En tercer lugar, es conveniente que las mujeres estén organizadas en el seno de cada cooperativa, federación o confederación, para denunciar las asimetrías y promover los cambios necesarios. Para ello deben existir instancias específicas de participación –como por ejemplo Comités de Género– que vinculen sus objetivos con la agenda general de la lucha por los derechos de la mujer. 
La base para la construcción de una alianza firme entre la democratización de la economía y los derechos de la mujer deben ser los comités de género del movimiento cooperativo. 
Son los que están en condiciones de poner en evidencia las inequidades hacia el interior del movimiento cooperativo, tanto en términos de conducción política como de organización del trabajo, y de articular estos objetivos con las distintas iniciativas en cada uno de los territorios. 
La lucha por la igualdad en las cooperativas no puede desentenderse de la sociedad en que se hayan inscriptas, ni la sociedad puede prescindir de las cooperativas para construir igualdad en su seno. El nexo es la organización de las mujeres en cada cooperativa en diálogo con el resto de las organizaciones de cada territorio. 
 
Cooperativas y condiciones de trabajo
La mayor parte de la intervención de los Estados respecto a los derechos de la mujer en el ámbito económico está dirigida a generar condiciones apropiadas para la defensa de sus derechos como trabajadoras: igualdad de trato y remuneración, protección de la maternidad, protección contra la violencia, etc. 
Es mucho lo avanzado en este sentido, pero también mucho lo pendiente. Por ejemplo en el caso de las licencias, que suelen ser insuficientes y en general presumen que la mujer es la única responsable de los cuidados. 
Es interesante la experiencia de los países nórdicos donde existen licencias parentales, que son las licencias que no están asociadas con el nacimiento sino con la crianza, de hasta dos años de duración y que pueden tomar alternativamente las madres o los padres. 
Las cooperativas podemos y debemos avanzar en estos temas, más allá de las exigencias de la legislación: lo exigen nuestros valores. La incorporación plena de la mujer debe ser una de las claves para mostrar un modelo empresario exitoso, el “preferido por la gente”, en términos del Plan por una Década Cooperativa de la Alianza Cooperativa Internacional. 

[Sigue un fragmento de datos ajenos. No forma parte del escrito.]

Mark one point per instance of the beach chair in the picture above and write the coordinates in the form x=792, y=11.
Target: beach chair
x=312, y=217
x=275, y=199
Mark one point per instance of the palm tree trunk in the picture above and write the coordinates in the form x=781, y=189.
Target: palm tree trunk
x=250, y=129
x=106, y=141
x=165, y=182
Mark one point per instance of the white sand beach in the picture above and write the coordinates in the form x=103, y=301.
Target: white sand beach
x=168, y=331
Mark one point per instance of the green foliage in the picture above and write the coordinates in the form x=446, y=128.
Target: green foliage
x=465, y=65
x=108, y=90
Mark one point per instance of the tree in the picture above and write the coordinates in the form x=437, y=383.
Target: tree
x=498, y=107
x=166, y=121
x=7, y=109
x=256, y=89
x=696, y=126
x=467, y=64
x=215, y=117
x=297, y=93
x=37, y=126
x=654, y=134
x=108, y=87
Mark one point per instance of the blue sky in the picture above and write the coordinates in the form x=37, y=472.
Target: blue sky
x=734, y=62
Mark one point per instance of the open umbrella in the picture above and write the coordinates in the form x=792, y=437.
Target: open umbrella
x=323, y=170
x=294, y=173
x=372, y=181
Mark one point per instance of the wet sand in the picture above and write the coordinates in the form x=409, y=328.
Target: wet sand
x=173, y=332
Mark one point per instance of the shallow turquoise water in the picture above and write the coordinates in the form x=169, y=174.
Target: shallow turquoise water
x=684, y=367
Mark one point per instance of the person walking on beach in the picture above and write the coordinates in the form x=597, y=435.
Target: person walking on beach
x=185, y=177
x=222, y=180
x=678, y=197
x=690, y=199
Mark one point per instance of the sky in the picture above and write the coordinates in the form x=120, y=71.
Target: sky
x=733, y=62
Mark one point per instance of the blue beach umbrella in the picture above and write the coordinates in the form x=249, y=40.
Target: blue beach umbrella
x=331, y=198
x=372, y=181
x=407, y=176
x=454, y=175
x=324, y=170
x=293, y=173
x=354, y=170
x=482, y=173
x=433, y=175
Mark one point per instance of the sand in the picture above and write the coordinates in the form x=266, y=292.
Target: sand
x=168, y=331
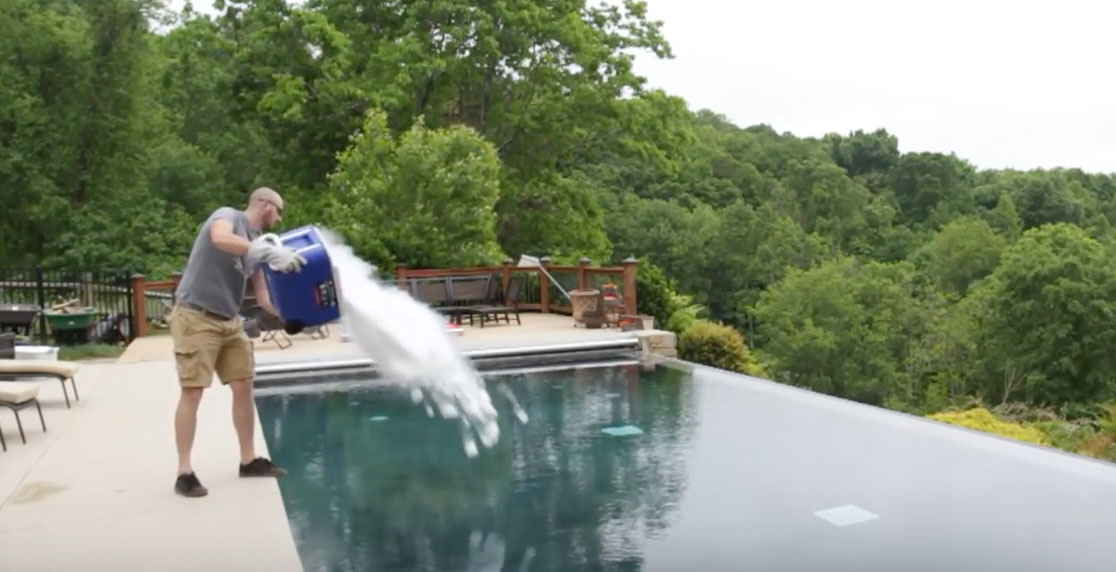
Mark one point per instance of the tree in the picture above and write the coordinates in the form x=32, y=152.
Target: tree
x=964, y=251
x=843, y=328
x=426, y=199
x=1046, y=320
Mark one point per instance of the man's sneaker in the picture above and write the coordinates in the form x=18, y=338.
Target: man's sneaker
x=261, y=466
x=188, y=485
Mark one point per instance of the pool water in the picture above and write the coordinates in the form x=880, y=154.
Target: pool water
x=625, y=468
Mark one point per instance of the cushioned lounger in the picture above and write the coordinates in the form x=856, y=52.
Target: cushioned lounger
x=16, y=397
x=23, y=368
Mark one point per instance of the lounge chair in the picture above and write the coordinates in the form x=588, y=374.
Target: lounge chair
x=16, y=397
x=499, y=306
x=19, y=369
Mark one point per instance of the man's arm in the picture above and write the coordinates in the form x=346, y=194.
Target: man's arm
x=225, y=240
x=262, y=296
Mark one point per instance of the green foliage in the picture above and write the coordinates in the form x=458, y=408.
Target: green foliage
x=717, y=345
x=843, y=328
x=427, y=199
x=1046, y=330
x=982, y=419
x=453, y=133
x=964, y=251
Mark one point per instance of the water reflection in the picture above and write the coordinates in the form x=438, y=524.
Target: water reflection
x=398, y=493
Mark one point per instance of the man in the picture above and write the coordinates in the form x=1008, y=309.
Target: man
x=208, y=331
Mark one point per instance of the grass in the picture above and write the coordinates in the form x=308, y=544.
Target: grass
x=89, y=351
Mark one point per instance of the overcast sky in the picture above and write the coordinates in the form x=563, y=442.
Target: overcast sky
x=1002, y=84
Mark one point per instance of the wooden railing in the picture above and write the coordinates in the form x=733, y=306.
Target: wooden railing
x=540, y=293
x=144, y=304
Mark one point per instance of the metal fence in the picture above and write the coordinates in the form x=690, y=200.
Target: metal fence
x=98, y=304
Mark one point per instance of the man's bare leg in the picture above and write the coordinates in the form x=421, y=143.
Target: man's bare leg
x=243, y=419
x=185, y=426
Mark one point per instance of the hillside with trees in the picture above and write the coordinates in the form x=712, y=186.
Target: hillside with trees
x=457, y=133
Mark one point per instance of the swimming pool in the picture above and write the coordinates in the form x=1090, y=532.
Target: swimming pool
x=664, y=467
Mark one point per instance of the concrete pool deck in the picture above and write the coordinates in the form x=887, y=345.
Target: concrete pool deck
x=95, y=491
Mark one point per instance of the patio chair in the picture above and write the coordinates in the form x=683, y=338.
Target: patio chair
x=19, y=369
x=468, y=294
x=17, y=397
x=499, y=306
x=259, y=321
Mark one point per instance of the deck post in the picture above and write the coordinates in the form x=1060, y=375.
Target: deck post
x=631, y=267
x=544, y=286
x=140, y=303
x=506, y=274
x=583, y=277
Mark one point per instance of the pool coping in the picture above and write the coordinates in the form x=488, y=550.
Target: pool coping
x=328, y=368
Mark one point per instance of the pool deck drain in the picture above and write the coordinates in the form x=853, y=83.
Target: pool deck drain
x=95, y=491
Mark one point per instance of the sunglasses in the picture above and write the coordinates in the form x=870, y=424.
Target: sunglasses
x=278, y=209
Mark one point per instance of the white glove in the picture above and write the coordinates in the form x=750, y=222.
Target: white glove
x=268, y=249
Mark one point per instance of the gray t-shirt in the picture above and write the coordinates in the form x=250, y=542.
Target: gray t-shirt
x=214, y=279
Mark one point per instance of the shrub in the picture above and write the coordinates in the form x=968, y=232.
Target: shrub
x=717, y=345
x=982, y=419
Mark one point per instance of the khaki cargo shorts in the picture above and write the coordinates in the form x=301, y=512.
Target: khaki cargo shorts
x=205, y=345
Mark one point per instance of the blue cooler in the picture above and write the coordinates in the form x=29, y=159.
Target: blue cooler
x=306, y=298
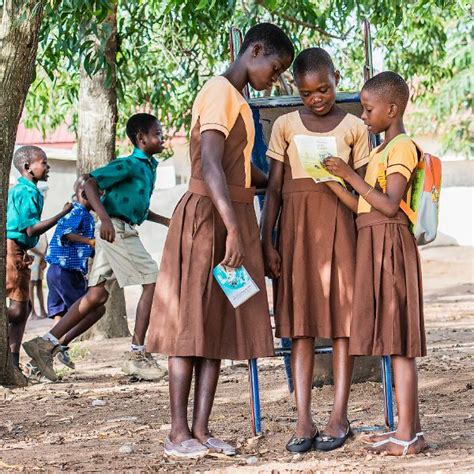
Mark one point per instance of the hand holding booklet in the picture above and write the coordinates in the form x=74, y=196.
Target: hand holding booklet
x=312, y=151
x=236, y=283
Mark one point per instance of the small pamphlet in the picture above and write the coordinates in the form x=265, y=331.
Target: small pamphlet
x=312, y=151
x=236, y=283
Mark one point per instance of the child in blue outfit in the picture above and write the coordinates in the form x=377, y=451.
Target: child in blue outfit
x=69, y=251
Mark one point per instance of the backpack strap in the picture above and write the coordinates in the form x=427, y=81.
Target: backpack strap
x=382, y=176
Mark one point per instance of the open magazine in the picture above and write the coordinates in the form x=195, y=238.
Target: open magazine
x=236, y=283
x=312, y=150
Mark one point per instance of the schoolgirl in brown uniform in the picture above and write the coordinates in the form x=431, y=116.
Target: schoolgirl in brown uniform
x=387, y=315
x=192, y=321
x=314, y=262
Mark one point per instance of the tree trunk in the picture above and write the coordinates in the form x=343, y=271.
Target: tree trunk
x=19, y=27
x=96, y=147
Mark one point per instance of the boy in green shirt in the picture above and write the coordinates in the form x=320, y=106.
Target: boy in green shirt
x=127, y=185
x=24, y=226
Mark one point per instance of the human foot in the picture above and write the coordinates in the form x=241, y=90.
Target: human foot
x=42, y=352
x=189, y=449
x=374, y=438
x=392, y=446
x=325, y=442
x=336, y=428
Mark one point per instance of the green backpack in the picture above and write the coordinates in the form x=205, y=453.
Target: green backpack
x=423, y=210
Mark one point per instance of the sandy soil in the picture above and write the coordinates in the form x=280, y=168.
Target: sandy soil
x=53, y=427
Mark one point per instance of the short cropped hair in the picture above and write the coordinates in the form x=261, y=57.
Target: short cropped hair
x=274, y=39
x=312, y=60
x=391, y=86
x=139, y=123
x=25, y=155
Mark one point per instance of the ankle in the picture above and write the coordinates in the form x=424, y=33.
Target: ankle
x=53, y=339
x=305, y=428
x=178, y=435
x=405, y=434
x=200, y=433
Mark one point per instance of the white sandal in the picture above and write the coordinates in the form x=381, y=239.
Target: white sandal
x=420, y=434
x=405, y=444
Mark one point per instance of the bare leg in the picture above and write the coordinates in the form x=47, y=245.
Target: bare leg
x=342, y=365
x=406, y=391
x=34, y=314
x=83, y=326
x=302, y=364
x=39, y=292
x=142, y=319
x=206, y=377
x=18, y=313
x=180, y=370
x=95, y=297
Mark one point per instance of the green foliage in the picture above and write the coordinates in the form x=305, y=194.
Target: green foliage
x=168, y=48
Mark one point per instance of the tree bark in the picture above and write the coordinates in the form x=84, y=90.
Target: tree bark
x=19, y=28
x=96, y=147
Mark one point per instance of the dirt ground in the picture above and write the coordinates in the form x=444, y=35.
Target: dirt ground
x=53, y=427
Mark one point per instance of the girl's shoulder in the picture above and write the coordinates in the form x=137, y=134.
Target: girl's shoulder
x=286, y=121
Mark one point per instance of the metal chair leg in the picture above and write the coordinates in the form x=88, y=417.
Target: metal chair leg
x=387, y=391
x=255, y=397
x=286, y=344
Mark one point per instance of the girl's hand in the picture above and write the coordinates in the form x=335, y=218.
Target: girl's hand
x=337, y=167
x=234, y=250
x=272, y=261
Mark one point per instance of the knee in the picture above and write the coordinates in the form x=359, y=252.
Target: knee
x=97, y=297
x=149, y=288
x=18, y=312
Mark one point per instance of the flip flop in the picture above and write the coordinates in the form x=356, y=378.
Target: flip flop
x=405, y=444
x=190, y=448
x=219, y=446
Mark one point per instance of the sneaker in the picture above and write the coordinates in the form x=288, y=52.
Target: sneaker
x=142, y=366
x=191, y=448
x=64, y=357
x=42, y=352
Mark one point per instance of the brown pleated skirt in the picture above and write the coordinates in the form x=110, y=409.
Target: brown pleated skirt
x=191, y=316
x=387, y=315
x=317, y=247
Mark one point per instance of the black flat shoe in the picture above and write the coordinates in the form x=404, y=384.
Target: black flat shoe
x=301, y=445
x=328, y=443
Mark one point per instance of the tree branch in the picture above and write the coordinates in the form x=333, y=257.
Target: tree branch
x=305, y=24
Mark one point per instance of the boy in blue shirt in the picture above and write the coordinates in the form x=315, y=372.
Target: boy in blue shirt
x=24, y=226
x=127, y=185
x=69, y=251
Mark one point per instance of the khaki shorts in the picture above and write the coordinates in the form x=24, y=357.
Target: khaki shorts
x=18, y=272
x=124, y=260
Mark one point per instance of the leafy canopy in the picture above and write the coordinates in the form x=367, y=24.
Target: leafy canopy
x=168, y=48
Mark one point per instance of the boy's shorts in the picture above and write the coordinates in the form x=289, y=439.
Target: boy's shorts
x=37, y=271
x=18, y=272
x=124, y=260
x=65, y=288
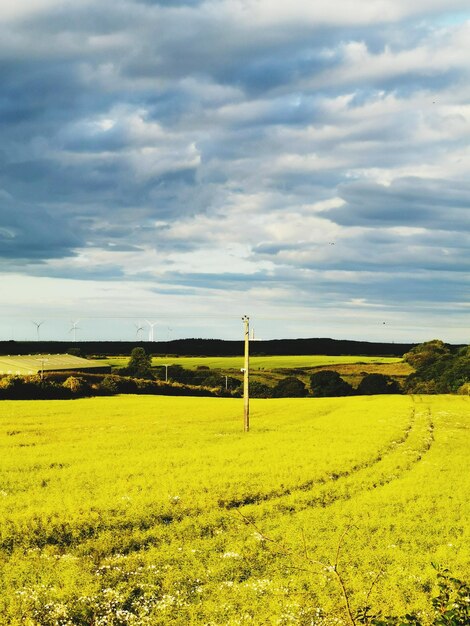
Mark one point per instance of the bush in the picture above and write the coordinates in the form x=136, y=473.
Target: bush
x=289, y=387
x=259, y=390
x=140, y=364
x=327, y=383
x=438, y=370
x=373, y=384
x=110, y=385
x=76, y=385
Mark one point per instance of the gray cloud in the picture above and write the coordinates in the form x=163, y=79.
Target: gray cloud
x=426, y=203
x=177, y=131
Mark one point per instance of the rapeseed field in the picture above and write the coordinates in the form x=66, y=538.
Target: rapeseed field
x=153, y=510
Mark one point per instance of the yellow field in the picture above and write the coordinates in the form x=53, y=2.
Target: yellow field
x=258, y=362
x=155, y=510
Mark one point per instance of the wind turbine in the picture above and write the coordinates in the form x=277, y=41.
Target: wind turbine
x=38, y=326
x=151, y=324
x=74, y=328
x=139, y=331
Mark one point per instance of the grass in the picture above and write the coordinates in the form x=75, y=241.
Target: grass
x=258, y=362
x=135, y=508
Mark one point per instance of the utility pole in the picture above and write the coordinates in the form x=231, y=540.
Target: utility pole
x=246, y=375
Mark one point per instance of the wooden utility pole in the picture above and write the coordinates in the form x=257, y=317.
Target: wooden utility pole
x=246, y=375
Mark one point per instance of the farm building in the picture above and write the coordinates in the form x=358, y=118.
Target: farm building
x=29, y=364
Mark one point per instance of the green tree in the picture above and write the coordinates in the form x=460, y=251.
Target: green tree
x=140, y=364
x=373, y=384
x=328, y=383
x=290, y=387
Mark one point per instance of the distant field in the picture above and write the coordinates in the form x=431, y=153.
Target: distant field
x=259, y=362
x=132, y=510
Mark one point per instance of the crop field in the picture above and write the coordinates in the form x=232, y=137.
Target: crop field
x=146, y=510
x=259, y=362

En dicho sentido es muy interesante la iniciativa del Grupo Empresarial Cooperativo Coomeva, de Colombia. Esta cooperativa es la primera empresa en su país que adhiere al Sello de Equidad Laboral Equipares, otorgado por el Ministerio de Trabajo en el marco de su Programa de Certificación del Sistema de Gestión de Igualdad de Género (SGIG), con el acompañamiento técnico del Programa de Naciones Unidas (PNUD).
Es un excelente camino para trabajar la transformación cultural empresaria que exige la equidad de género, al tiempo de que se logra dar visibilidad al proceso en el marco de un programa con soporte internacional. Las cooperativas deben liderar estas iniciativas en todo el mundo.
Por otro lado, las cooperativas están en condiciones de agregar una nueva dimensión en este debate. No sólo se trata de promover relaciones asalariadas en condiciones de equidad: pueden construirse relaciones de trabajo decentes a partir del control directo por parte de las mujeres sobre las condiciones de trabajo. 
En las cooperativas de trabajo los asociados –trabajadoras y trabajadores– son quienes deciden las condiciones de trabajo, incluyendo sistemas de remuneración, licencias, horarios, seguridad laboral, etc. La mujer que quiere ampliar sus derechos, puede hacerlo construyendo colectiva y democráticamente una empresa que se adapte a sus necesidades y reconozca sus derechos. 
Moderar al capital para que tenga en cuenta la perspectiva género no es el único camino para las mujeres: pueden desplazarlo del puesto de comando. 
Por su puesto, para esto las cooperativas deben contar con herramientas que faciliten su constitución y consolidación, como por ejemplo financiamiento y asistencia técnica. Quizás podría plantearse un nuevo derecho de las mujeres: el derecho de acceder a las condiciones necesarias para poder organizar su propia empresa, en equidad y sin relaciones de explotación. 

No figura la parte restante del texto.